Tuesday AM November 7th, 2006

Potential jurors given questionnaires for BP Texas City explosion civil trial in Galveston...OPEC head says cartel may need to further cut oil production...Midamerican Energy Holdings and American Electric Power plan high-voltage transmission network in Texas...

Potential jurors were given lengthy questionnaires to fill out Monday in Galveston, as jury selection began in a civil trial stemming from the BP Texas City explosion. Potential jurors will return Thursday for questioning. Final selections are to made Friday, and opening arguments are set for Monday, November 13th. Eva Rowe lost both parents in the mishap, and has rejected settlement offers in her bid to force BP to publicly admit to wrongdoing. Rowe is seeking $1.2 billion in damages. BP has paid hundreds of millions of dollars to compensate injured workers and the families of the 15 killed in the blast. The London-based oil giant has repeatedly said it takes responsibility for the explosion and that mistakes were made by managers and workers.

The head of OPEC says the cartel may need to cut oil production further this year. Edmund Daukoru, speaking at an energy conference in South Korea, says OPEC may need to respond to what he calls an oversupply of oil. Daukoru is also Nigeria's petroleum minister. Regarding OPEC's decision last month to cut production effective November 1st, Daukoru says that the effects of the reduced output have yet to be seen, but would be soon. He says the cartel is meeting again next month.
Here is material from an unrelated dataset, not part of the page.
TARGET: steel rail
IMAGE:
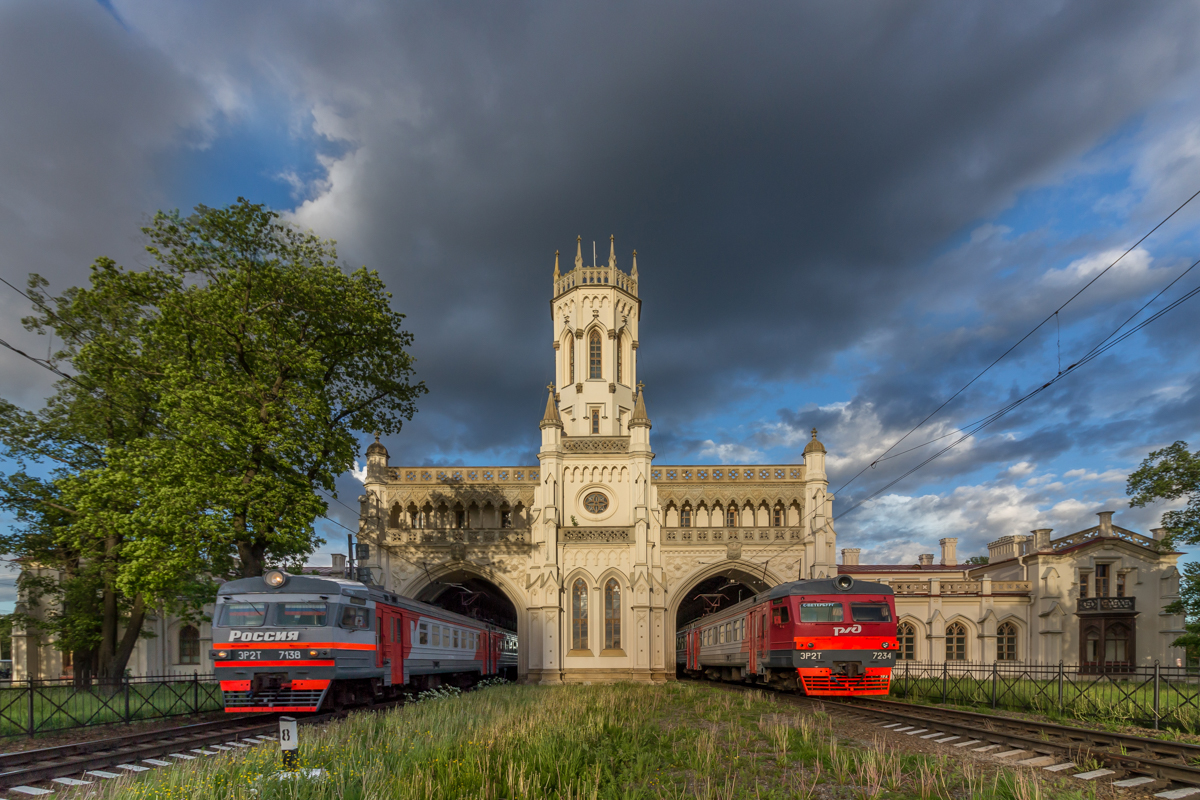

Midamerican Energy Holdings and American Electric Power plan to build and operate a high-voltage transmission network in Texas. The memo of understanding was announced by both companies. The agreement indicates that ownership of the project will be split evenly between the two companies. Ohio-based American Electric Power plans to contribute assets currently under construction. A subsidiary of Iowa-based Midamerican will make a cash contribution to the joint venture company. The plan is subject to completion of operating and service agreements--expected by the end of this year--and regulatory approval in 2007. AEP operates in Ohio, Texas, Virginia, West Virginia, Tennessee, Indiana, Kentucky, Oklahoma, Arkansas and Louisiana.

Woodlands-based Chicago Bridge & Iron has received a $400 million engineering and construction contract in the Middle East, according to the Houston Business Journal. CB&I says under terms of the deal, the name or location of the oil industry customer could not be identified. The project includes design, fabrication and construction of two storage facilities and associated mechanical, civil, building, electrical and instrumentation, set for completion in the fourth quarter of 2009.

BKD Risk Management & Technologies has combined with Beacon Alliance, adding up to 100 personnel, including eight partners, operating from BKD's 27 offices in 11 states. Missouri-based BKD is a CPA and advisory firm with more than 1,600 employees, including 220 partners. Beacon Alliance provides independent internal audit and business and technology risk consulting services. The firm will relocate to BKD's Houston location on Post Oak.

Two executives with DR Horton and Emerald Builders and emerald's founder are creating Gracepoint Homes, according to the Houston Business Journal. The firm is building homes in the Parks at Walnut Bend in Pearland and Canyon village at Park Lakes in Humble. The Woodlands-based builder plans to construct houses in eight additional areas by early 2007.

China's Han's Laser Technology has made Houston headquarters for its U.S. branch, according to the Houston Business Journal. Han's manufactures more than 80 different laser systems, including high-power industrial laser machines. The lasers have been adopted by Sony and Panasonic in the production of electronic appliances, integrated chips, computers and telecommunications equipment.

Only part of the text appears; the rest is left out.